That Ararat now sits across the Turkish border makes this mountain also a symbol for the lost culture of Western Armenia. With few exceptions, Turkey prohibits tourists from traveling to the mountain. Cut away from the nation's boundaries, the mountain is as unreachable and omnipresent as a phantom pain, standing in for the suffering of Armenia's last 120 years. The poetry, music, and culture of the past invoke its greatness, while the current situation reminds the Armenian nation of its lost glories.

We visit Ararat tomorrow.

Tuesday, August 23, 2005

More from Armenia


Onnik Krekorian left some useful links to posts about our trip on the Oneworld Multimedia Blog in the comments section at my personal blog. See "Dean Vows Support For Genocide Recognition" and "Yerevan and Los Angeles To Become Twin Cities?". In the photograph (by Mr. Krekorian), I joined Governor Dean and Giro Manoyan from the Armenian National Committee in Tsitsernakaberd, Yerevan to plant a tree in memory of the 1.5 million Armenians who perished in the Armenian genocide.

Monday, August 22, 2005

Halfway around the world

Cross-posted from ericgarcetti.org/blog.

(this is my first entry, which I am typing in from a hotel room in Tbilisi, Georgia--it is my first handy internet connection when I have had a moment to come up for air. I am in Georgia for two days, but returning to Armenia later today, where I hope to download some photos and write a couple more entries that cover the first three days in Armenia--check out the comments section of the last posting for some links that others have put on the blog.)

On early Friday morning, after an exhausting 23 hours of travel, we touched down exactly halfway around the world from Los Angeles in Yerevan, Armenia. (Since Yerevan is twelve time zones from Los Angeles, I didn't have to change the time on my watch!). At the airport, a television camera waited for us until 3 in the morning, and there was a table set out with fresh fruit and cognac (I opted for the former, considering the hour). While British Airways lost two pieces of our party's luggage, we were mostly intact. I did a quick interview with the television camera bringing greetings from the world's second-largest Armenian city—Los Angeles—and setting out our trip's goal of establishing a Sister City relationship with Yerevan. It was no easy feat after almost a day of travel.

The Yerevan airport is an architectural marvel—it is like a giant octagonal beehive, with arrivals in the center and departures leaving from above. Built in Soviet times, it is a cement sculpture. The airport is currently expanding and the operations are being handed over to a foreign company in an ongoing wave of privatization.

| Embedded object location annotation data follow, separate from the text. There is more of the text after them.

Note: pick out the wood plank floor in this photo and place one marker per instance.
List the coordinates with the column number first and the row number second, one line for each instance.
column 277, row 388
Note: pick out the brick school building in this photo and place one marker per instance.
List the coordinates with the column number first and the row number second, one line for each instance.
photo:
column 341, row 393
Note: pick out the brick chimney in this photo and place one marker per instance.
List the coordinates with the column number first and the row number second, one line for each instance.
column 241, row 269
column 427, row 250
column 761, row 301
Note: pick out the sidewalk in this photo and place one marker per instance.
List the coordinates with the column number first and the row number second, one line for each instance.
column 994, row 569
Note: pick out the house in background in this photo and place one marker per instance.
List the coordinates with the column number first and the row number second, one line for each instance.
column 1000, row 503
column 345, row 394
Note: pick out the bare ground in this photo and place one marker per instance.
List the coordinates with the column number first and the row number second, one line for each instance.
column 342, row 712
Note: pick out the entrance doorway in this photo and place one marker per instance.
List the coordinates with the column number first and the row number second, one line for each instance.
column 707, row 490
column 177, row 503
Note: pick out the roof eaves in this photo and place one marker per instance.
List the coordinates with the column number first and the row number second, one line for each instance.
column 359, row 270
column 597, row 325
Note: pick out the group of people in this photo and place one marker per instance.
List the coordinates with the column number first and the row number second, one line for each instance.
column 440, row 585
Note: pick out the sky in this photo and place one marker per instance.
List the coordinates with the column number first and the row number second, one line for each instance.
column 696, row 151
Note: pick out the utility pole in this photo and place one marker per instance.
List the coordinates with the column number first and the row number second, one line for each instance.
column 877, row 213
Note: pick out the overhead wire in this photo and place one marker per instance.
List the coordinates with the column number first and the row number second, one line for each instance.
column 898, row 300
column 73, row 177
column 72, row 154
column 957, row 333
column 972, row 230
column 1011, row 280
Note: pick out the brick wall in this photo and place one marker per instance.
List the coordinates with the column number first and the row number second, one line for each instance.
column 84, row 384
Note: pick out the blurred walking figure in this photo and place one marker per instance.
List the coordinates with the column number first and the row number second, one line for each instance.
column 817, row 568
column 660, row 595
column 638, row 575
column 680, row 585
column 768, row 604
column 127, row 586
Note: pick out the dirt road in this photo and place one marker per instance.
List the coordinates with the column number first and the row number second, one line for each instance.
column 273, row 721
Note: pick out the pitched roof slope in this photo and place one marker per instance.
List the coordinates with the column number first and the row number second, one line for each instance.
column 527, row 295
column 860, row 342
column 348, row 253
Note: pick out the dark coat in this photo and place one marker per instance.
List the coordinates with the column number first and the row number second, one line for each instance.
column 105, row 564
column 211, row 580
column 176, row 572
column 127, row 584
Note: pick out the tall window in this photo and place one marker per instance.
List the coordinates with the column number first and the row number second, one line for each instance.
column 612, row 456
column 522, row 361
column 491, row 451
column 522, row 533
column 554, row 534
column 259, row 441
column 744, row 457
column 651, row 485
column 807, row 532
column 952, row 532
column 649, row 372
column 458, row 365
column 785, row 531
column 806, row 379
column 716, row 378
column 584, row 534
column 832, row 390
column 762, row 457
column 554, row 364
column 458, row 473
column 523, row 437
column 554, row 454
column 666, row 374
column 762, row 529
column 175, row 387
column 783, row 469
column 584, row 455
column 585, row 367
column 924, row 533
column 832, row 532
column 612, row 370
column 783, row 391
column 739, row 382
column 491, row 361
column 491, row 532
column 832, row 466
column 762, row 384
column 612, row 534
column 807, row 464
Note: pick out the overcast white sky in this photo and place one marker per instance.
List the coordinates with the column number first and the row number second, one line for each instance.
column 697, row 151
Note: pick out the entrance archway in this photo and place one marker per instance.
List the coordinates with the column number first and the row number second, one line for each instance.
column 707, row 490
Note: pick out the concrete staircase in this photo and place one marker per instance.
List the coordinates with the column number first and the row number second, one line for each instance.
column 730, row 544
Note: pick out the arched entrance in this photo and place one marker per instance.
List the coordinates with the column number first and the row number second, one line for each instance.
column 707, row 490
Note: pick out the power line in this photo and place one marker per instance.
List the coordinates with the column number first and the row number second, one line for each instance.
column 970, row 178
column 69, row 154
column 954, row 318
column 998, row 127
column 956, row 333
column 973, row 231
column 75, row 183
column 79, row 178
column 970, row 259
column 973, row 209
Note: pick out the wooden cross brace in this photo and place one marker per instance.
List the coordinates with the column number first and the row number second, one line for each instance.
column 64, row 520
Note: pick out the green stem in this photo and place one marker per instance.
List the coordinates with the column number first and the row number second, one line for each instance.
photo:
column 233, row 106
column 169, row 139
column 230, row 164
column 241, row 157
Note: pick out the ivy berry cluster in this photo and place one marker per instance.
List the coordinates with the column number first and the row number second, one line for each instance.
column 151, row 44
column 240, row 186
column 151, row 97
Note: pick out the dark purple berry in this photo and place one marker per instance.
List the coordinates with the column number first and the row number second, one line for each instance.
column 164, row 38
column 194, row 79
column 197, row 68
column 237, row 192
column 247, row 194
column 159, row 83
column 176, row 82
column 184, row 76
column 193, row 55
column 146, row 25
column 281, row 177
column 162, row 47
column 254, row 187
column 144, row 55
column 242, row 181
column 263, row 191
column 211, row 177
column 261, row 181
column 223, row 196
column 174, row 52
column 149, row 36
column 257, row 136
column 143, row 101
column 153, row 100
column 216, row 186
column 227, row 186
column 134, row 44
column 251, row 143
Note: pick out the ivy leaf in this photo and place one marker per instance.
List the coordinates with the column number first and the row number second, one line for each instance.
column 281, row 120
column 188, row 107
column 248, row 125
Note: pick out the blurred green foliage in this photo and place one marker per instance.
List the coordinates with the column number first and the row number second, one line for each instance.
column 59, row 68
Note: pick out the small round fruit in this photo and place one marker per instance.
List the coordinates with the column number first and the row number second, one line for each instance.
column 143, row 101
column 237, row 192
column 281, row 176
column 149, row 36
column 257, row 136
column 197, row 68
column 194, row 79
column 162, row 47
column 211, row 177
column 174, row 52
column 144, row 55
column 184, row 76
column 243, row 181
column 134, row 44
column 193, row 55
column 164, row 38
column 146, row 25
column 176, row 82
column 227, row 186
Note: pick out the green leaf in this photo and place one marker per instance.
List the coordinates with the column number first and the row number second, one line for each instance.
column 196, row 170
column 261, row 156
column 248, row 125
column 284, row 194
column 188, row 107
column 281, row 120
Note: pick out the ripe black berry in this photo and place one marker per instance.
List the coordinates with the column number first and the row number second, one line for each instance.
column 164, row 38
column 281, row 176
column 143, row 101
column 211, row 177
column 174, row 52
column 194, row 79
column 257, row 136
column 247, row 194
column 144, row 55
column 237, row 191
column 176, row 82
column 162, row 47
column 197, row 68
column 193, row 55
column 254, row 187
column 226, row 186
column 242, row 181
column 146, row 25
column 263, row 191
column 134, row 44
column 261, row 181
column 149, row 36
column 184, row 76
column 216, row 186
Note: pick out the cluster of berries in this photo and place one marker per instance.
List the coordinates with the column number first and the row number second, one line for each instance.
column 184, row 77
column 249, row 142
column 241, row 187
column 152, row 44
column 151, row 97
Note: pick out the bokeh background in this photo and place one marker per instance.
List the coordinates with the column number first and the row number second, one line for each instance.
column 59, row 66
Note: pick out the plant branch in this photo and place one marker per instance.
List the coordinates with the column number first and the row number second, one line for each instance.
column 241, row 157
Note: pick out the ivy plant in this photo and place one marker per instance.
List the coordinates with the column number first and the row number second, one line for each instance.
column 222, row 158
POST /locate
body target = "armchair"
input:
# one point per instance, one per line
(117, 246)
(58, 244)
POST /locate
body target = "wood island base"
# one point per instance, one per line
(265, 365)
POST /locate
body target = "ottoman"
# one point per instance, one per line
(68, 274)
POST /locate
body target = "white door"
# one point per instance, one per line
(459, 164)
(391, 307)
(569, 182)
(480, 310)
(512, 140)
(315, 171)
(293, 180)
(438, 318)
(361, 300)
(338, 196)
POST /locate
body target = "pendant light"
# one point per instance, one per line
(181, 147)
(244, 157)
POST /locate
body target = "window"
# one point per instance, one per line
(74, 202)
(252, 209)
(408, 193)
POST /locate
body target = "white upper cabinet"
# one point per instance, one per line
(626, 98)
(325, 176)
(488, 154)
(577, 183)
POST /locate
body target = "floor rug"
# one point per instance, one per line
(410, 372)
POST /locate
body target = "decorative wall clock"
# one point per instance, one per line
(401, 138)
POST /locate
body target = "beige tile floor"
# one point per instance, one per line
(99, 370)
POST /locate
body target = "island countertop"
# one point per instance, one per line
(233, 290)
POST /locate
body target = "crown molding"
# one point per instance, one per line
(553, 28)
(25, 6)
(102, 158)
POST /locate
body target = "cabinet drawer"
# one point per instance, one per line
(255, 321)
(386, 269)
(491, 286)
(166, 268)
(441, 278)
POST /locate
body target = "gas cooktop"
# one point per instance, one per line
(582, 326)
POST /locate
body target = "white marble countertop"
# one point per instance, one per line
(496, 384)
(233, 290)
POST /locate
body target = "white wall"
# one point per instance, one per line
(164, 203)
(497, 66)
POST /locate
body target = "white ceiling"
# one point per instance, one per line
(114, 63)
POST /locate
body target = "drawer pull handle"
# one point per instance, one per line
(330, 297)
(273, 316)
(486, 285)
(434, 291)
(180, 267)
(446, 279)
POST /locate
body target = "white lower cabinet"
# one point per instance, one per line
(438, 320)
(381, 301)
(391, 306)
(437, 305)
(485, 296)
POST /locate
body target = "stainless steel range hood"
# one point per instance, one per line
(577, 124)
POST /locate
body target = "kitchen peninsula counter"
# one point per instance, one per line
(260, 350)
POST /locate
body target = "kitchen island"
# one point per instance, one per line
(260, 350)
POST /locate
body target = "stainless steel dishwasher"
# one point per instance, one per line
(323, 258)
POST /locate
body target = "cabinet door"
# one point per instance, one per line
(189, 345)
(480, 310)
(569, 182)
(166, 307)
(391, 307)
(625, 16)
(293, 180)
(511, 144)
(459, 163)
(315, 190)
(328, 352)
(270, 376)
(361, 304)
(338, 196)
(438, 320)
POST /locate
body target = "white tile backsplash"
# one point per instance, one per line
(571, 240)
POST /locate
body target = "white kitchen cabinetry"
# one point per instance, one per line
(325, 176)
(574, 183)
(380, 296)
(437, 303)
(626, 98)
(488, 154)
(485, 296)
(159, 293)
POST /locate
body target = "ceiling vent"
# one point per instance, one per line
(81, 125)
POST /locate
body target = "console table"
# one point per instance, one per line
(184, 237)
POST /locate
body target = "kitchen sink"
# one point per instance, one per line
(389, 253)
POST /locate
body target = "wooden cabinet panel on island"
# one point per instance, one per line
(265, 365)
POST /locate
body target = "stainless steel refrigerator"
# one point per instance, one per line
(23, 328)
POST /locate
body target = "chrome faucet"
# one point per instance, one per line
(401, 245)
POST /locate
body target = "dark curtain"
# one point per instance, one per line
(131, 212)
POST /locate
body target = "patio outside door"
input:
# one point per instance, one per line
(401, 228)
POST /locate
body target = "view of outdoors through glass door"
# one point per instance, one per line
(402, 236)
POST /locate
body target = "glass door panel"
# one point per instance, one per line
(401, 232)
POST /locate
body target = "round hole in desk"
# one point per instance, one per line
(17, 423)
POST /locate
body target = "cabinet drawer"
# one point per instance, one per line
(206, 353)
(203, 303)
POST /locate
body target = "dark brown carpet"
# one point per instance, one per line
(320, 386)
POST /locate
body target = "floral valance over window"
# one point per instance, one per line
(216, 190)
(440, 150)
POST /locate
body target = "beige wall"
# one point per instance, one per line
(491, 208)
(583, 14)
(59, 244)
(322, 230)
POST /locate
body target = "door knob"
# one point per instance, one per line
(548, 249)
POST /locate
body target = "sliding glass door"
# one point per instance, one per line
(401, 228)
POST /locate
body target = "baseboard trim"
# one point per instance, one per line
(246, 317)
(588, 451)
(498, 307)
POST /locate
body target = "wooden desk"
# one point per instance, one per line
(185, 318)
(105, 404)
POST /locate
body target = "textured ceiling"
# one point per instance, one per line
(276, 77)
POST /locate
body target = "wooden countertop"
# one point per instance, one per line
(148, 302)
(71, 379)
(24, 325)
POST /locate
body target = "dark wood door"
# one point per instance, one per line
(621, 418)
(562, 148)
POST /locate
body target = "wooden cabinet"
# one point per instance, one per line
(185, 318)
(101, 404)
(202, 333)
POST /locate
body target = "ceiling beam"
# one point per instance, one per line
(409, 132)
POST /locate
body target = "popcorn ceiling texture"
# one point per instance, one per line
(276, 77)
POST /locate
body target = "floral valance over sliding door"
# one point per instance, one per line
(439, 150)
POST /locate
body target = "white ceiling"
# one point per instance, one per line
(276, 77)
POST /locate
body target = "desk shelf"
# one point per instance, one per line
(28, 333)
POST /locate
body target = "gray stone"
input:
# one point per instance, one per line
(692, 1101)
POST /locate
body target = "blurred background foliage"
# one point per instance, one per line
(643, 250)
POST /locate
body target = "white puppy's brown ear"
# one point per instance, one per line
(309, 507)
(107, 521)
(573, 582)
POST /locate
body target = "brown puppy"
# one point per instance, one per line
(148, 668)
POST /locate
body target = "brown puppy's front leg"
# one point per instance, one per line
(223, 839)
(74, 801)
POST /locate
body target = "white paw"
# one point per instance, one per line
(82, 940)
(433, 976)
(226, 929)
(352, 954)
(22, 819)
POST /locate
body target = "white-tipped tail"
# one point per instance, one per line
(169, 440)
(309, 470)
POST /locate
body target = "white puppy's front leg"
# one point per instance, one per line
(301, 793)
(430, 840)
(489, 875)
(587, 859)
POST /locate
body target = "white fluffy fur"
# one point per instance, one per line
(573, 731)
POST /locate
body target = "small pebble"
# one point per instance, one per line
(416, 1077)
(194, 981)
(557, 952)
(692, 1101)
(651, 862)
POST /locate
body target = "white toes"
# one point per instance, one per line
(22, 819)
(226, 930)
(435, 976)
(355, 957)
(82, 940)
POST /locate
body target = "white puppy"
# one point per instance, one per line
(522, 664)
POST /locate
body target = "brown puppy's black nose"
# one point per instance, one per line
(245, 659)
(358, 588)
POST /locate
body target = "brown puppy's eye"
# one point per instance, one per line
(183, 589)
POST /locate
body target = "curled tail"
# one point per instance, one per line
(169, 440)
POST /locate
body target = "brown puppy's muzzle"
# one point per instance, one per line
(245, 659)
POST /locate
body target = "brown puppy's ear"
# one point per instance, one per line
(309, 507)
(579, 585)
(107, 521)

On the way into town, we saw many casinos with names like Caesar's and Hollywood Casino, which we learned have been banished from the city center to the outskirts of town. On the road from airport, they have formed a kinda Yerevan Strip. We also passed the brand-new American embassy, built on one of the biggest pieces of land of any American embassy abroad. It was impressive.

We drove through the city center in the waning hour of the night, but its stateliness was easily apparent—a seemingly well-planned center, with a real European feel. There were cafes everywhere, some folks were still out at 4am roaming the wide boulevards, and there was a video screen up where the statue of Lenin once stood in the main square.

We settled into our hotel and prepared for the next day's meetings with government officials and Yerevan representatives.